Day 8: Text Classification with Naïve Bayes
Text Classification is a popular technique used in Natural Language Processing to categorize text documents into predefined categories. Naïve Bayes is a commonly used algorithm for text classification, as it is simple and efficient. In this blog post, we will look at the process of building a Text Classification model using Naïve Bayes, step-by-step. We will start by importing necessary libraries, loading and exploring the data, then creating feature and label sets. We will split the data into training and testing sets, and train a Naïve Bayes classifier on the training data. We will evaluate the performance of the model by making predictions on the testing data and generating a confusion matrix, classification report, and accuracy score.
Firstly, necessary libraries (numpy and pandas) are imported. Then, the dataset is loaded into a DataFrame from a TSV file and the first five rows of the DataFrame are displayed.
Next, we check the length of the dataset and for any missing values in the DataFrame by applying the isnull() and sum() methods, respectively. We also display the unique values in the ‘message’ column by applying the unique() method and the count of each unique value in the ‘message’ column by applying the value_counts() method. The descriptive statistics for the ‘punct’ column are displayed using the describe() method.
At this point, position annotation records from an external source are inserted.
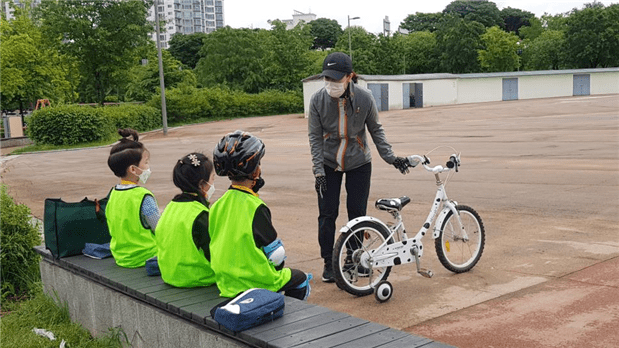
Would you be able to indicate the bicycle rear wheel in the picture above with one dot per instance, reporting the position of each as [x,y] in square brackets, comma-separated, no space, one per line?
[455,253]
[352,271]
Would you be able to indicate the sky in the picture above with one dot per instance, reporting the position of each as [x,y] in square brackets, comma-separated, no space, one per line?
[256,13]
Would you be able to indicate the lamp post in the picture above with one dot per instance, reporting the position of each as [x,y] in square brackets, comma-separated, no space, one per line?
[164,116]
[349,44]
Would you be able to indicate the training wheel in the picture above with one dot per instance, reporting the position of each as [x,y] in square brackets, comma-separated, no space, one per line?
[383,291]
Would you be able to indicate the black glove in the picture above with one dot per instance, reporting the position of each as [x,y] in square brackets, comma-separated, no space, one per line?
[321,185]
[401,164]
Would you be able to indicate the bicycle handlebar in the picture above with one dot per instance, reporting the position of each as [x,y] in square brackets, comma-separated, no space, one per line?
[452,163]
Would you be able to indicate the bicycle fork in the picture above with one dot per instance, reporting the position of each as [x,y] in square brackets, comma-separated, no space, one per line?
[423,271]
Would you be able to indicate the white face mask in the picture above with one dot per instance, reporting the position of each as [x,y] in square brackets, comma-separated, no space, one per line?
[210,192]
[145,175]
[335,89]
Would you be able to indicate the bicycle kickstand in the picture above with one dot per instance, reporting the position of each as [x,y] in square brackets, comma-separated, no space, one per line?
[424,272]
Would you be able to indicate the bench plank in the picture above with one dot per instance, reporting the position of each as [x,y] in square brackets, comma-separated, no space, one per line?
[288,318]
[303,325]
[345,336]
[375,340]
[317,332]
[408,341]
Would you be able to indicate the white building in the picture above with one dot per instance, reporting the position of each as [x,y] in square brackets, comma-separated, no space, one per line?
[394,92]
[187,17]
[297,17]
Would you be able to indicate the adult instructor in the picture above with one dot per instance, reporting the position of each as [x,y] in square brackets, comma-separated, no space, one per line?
[340,113]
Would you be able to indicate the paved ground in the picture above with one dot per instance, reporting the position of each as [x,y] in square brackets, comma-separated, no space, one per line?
[543,174]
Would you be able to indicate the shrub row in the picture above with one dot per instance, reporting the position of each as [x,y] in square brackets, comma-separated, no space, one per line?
[187,103]
[18,237]
[75,124]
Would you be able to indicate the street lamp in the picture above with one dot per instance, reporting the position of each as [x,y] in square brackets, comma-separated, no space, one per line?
[349,44]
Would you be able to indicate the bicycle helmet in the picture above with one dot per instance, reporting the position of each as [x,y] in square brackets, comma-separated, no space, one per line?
[238,154]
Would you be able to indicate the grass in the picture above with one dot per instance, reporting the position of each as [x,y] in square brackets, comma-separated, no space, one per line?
[43,312]
[47,147]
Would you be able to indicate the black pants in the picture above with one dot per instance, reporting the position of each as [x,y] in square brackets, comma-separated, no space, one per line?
[296,278]
[357,194]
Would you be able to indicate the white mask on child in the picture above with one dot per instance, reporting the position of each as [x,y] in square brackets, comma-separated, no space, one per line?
[335,89]
[145,175]
[210,192]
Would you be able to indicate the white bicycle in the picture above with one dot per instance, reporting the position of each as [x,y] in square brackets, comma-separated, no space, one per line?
[367,248]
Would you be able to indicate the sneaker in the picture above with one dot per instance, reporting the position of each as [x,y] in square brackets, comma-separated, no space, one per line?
[361,271]
[327,274]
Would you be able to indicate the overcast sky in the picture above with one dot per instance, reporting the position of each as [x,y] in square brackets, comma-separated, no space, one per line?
[256,13]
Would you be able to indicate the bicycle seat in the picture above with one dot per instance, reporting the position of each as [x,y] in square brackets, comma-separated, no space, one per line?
[390,204]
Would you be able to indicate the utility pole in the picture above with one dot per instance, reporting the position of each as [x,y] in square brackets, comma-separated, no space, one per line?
[349,43]
[164,115]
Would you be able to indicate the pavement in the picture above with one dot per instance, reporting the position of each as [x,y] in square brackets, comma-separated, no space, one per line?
[543,174]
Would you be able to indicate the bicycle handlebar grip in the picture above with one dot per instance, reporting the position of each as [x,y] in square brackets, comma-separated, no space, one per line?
[453,162]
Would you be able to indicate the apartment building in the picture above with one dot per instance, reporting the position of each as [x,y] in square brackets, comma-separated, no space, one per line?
[187,17]
[9,11]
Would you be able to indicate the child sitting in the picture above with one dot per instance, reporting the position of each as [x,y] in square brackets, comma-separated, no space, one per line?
[132,212]
[182,233]
[245,250]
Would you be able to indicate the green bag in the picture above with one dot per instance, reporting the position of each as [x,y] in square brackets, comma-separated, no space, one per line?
[69,226]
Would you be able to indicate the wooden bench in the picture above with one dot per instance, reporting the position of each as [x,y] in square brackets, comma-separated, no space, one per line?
[100,295]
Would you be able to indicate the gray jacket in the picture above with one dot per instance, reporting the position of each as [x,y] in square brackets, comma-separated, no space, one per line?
[337,130]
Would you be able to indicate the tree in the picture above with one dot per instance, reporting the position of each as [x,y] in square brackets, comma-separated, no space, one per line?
[390,54]
[422,22]
[482,11]
[513,19]
[30,69]
[500,53]
[233,58]
[419,52]
[532,31]
[545,52]
[325,32]
[144,79]
[286,62]
[186,48]
[103,35]
[457,45]
[592,37]
[363,48]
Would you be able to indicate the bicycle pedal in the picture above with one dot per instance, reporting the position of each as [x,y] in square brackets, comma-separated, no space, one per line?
[425,272]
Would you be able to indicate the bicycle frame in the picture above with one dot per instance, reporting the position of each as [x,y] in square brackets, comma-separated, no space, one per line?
[408,250]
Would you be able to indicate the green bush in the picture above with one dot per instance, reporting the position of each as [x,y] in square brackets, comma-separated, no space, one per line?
[18,237]
[189,103]
[69,125]
[138,117]
[183,104]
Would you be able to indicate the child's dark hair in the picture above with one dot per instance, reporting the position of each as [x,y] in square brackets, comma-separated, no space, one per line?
[126,153]
[190,171]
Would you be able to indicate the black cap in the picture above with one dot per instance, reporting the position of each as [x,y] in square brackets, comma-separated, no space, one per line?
[336,66]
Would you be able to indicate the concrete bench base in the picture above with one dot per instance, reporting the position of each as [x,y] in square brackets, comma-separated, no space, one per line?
[101,295]
[98,308]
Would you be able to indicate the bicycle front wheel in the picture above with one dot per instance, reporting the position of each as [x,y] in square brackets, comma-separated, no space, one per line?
[351,265]
[459,253]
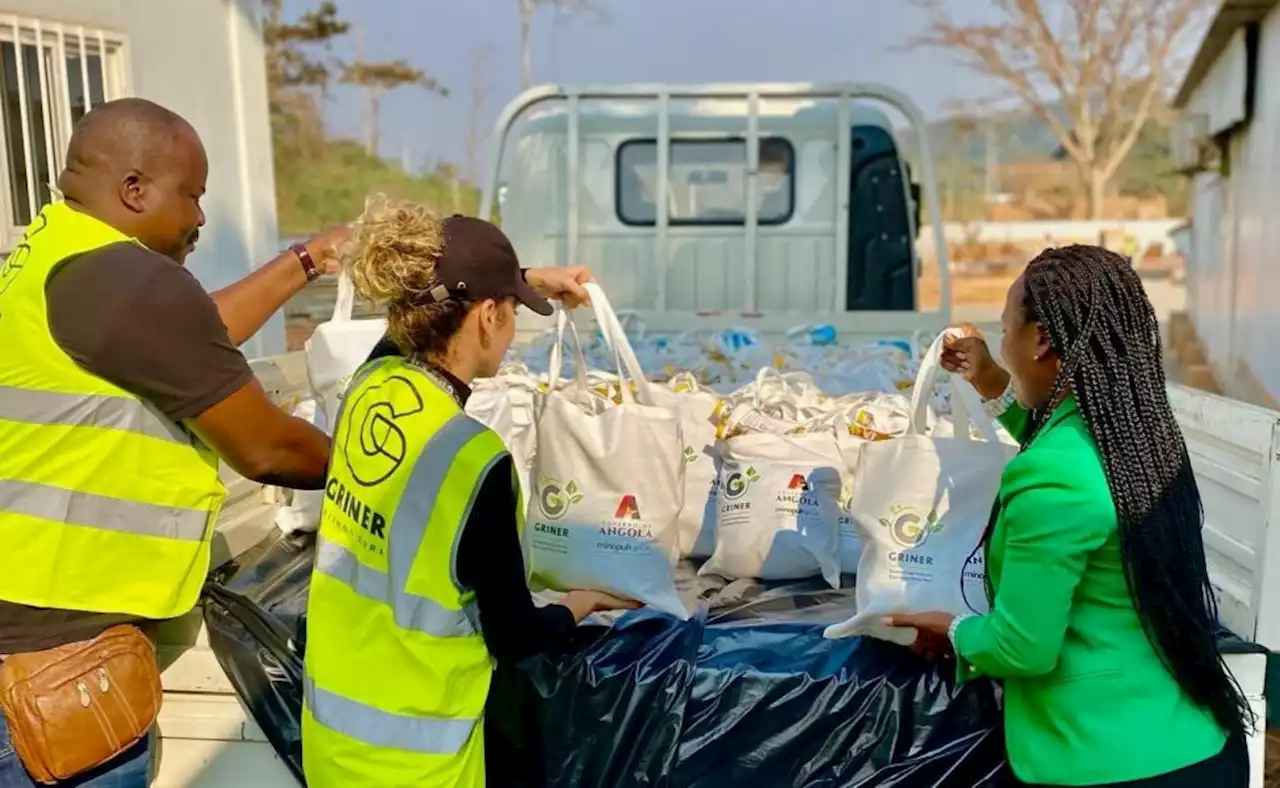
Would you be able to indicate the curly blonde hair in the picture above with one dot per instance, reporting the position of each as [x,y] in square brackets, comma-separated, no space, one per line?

We plot a histogram of the ‘punct’ column separated by the ‘label’ column using the hist() method of the matplotlib library. A message is then printed to indicate that the results are not good because there seem to be no values where one would pick spam over ham.
We create feature and label sets, X and y, respectively. We split the data into training and testing sets using the train_test_split() method of the scikit-learn library. The shapes of the training and testing data sets are also displayed.
We train a Naive Bayes classifier on the training data using the MultinomialNB() method of the scikit-learn library. We make predictions on the testing data using the trained classifier and print the confusion matrix for the testing data, the classification report for the testing data, and the overall accuracy of the model using the confusion_matrix(), classification_report(), and accuracy_score() methods of the scikit-learn library, respectively.
Then, we split the data into training and testing sets again, but this time using the ‘message’ column. We vectorize the ‘message’ column using CountVectorizer() and transform it using TfidfTransformer(). We build a machine learning pipeline using TfidfVectorizer() and MultinomialNB(), and train it on the training data. We make predictions on the testing data using the trained pipeline and evaluate the performance of the model using the confusion_matrix(), classification_report(), and accuracy_score() methods of the scikit-learn library.
In conclusion, this code demonstrates how to build a spam detection model using machine learning by applying various methods and techniques of the scikit-learn and matplotlib libraries.